这非常适合从 HTML 文本中删除任何注释,包括来自 Word 的注释:

function CleanWordPastedHTML(sTextHTML) {
  var sStartComment = "<!--", sEndComment = "-->";
  while (true) {
    var iStart = sTextHTML.indexOf(sStartComment);
    if (iStart == -1) break;
    var iEnd = sTextHTML.indexOf(sEndComment, iStart);
    if (iEnd == -1) break;
    sTextHTML = sTextHTML.substring(0, iStart) + sTextHTML.substring(iEnd + sEndComment.length);
  }
  return sTextHTML;
}

回答by ericmotil

Had a similar issue with line-breaks being counted as characters and I had to remove them.

有一个类似的问题,换行符被算作字符,我不得不删除它们。

$(document).ready(function(){

  $(".section-overview textarea").bind({
    paste : function(){
    setTimeout(function(){
      //textarea
      var text = $(".section-overview textarea").val();
      // look for any "\n" occurences and replace them
      var newString = text.replace(/\n/g, '');
      // print new string
      $(".section-overview textarea").val(newString);
    },100);
    }
  });
  
});

回答by rob

I did something like that long ago, where i totally cleaned up the stuff in a rich text editor and converted font tags to styles, brs to p's, etc, to keep it consistant between browsers and prevent certain ugly things from getting in via paste.

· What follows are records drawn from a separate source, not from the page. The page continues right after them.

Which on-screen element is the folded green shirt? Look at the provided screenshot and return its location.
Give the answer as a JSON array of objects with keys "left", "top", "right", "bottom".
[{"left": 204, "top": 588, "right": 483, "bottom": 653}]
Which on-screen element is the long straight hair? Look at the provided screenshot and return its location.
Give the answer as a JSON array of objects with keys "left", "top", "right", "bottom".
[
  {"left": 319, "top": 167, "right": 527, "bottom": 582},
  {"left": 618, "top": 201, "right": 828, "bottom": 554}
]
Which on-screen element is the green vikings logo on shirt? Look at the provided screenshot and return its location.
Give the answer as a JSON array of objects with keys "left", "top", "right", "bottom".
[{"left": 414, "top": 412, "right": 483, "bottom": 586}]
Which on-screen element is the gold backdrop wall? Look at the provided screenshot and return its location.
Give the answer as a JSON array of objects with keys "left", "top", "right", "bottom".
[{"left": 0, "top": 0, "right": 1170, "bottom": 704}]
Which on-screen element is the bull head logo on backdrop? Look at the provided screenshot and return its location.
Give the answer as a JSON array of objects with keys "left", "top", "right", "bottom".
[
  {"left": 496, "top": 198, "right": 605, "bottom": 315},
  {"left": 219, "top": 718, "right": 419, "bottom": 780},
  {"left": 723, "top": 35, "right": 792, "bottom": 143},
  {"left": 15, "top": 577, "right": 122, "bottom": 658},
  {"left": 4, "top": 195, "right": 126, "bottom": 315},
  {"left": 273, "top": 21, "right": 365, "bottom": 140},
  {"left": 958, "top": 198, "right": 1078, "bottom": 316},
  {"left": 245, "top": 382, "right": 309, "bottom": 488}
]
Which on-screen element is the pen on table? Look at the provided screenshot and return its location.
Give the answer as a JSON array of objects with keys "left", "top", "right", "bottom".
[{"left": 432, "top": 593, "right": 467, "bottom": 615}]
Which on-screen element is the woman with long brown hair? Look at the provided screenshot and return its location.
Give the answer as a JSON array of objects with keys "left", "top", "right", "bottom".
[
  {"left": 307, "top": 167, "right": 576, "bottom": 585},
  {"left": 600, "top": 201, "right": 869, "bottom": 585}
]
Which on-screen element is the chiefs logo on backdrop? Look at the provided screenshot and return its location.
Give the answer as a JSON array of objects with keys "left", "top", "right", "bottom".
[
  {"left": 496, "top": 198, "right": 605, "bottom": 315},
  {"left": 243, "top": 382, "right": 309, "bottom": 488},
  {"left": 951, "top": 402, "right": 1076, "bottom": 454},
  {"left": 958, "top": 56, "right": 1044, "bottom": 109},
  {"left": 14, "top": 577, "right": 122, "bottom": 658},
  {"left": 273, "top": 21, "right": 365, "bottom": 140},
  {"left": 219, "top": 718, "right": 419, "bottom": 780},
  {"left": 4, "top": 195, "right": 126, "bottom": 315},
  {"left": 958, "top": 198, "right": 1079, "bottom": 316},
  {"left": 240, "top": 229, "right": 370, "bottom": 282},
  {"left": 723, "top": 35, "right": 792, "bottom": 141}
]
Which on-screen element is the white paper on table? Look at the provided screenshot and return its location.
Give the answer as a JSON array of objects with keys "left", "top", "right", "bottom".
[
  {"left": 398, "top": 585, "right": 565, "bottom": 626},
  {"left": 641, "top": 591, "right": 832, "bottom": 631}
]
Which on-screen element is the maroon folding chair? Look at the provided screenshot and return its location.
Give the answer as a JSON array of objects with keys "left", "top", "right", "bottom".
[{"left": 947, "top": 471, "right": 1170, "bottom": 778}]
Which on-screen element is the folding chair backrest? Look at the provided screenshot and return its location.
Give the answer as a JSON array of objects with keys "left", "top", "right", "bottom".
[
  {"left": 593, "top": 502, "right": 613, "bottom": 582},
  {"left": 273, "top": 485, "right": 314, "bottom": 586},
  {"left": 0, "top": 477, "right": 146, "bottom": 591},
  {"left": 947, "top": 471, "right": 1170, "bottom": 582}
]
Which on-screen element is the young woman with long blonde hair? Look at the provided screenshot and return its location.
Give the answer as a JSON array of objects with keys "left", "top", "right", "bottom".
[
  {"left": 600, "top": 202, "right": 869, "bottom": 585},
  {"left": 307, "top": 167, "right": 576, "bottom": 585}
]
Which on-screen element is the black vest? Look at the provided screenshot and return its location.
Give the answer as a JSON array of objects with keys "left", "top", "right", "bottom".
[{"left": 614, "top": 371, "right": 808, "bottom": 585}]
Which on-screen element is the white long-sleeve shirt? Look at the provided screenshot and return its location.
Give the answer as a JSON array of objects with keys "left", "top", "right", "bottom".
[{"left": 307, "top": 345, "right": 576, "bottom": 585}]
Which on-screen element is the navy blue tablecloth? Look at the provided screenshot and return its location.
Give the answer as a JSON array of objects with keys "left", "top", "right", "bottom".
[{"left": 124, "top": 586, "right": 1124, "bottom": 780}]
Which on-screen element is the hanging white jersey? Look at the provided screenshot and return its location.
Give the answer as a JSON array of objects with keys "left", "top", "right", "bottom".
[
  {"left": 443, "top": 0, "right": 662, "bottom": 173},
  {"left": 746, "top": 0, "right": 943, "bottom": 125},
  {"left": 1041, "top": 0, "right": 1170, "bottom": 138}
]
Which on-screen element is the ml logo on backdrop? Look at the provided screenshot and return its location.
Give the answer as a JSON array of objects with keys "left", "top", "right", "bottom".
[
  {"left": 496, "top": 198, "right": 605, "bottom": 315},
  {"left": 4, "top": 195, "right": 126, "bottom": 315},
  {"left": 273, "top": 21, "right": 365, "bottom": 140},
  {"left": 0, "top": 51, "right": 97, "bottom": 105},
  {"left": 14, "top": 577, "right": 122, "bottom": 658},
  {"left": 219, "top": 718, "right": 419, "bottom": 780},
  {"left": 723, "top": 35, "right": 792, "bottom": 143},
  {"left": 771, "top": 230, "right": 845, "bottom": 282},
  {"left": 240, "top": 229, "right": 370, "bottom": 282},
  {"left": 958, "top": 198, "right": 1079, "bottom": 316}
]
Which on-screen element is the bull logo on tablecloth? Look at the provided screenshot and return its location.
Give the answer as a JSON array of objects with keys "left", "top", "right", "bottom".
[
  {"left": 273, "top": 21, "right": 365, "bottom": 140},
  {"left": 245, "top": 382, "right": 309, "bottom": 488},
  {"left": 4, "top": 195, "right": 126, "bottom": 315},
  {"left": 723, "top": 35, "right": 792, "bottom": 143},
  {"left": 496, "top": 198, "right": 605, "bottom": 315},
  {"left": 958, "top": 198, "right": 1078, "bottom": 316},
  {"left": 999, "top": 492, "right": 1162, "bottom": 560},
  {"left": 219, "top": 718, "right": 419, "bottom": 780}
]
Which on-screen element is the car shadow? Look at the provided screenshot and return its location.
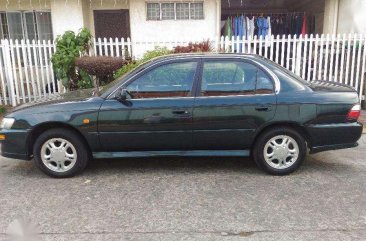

I took my recursive function and ripped out most of it except for the core logic, this might be a good starting point ("result" is an object that accumulates the result, which probably takes a second pass to convert to a string), if that is what you need:

很久以前我做过类似的事情,我在富文本编辑器中完全清理了这些东西,并将字体标签转换为样式,将 brs 转换为 p 等,以保持浏览器之间的一致性并防止某些丑陋的东西通过粘贴进入。我拿了我的递归函数并删除了除了核心逻辑之外的大部分内容,这可能是一个很好的起点(“结果”是一个累积结果的对象,它可能需要第二遍才能转换为字符串),如果这就是你所需要的:

var cleanDom = function(result, n) {
var nn = n.nodeName;
if(nn=="#text") {
    var text = n.nodeValue;

    }
else {
    if(nn=="A" && n.href)
        ...;
    else if(nn=="IMG" & n.src) {
        ....
        }
    else if(nn=="DIV") {
        if(n.className=="indent")
            ...
        }
    else if(nn=="FONT") {
        }       
    else if(nn=="BR") {
        }

    if(!UNSUPPORTED_ELEMENTS[nn]) {
        if(n.childNodes.length > 0)
            for(var i=0; i<n.childNodes.length; i++) 
                cleanDom(result, n.childNodes[i]);
        }
    }
}

回答by souLTower

Could you paste to a hidden textarea, copy from same textarea, and paste to your target?

你能粘贴到一个隐藏的文本区域,从同一个文本区域复制,然后粘贴到你的目标吗?

回答by Amy B

Hate to say it, but I eventually gave up making TinyMCE handle Word crap the way I want. Now I just have an email sent to me every time a user's input contains certain HTML (look for <span lang="en-US">for example) and I correct it manually.

不想这么说,但我最终放弃了让 TinyMCE 以我想要的方式处理 Word 垃圾。现在,每次用户输入包含某些 HTML(<span lang="en-US">例如查找)时,我都会收到一封电子邮件,然后我手动更正它。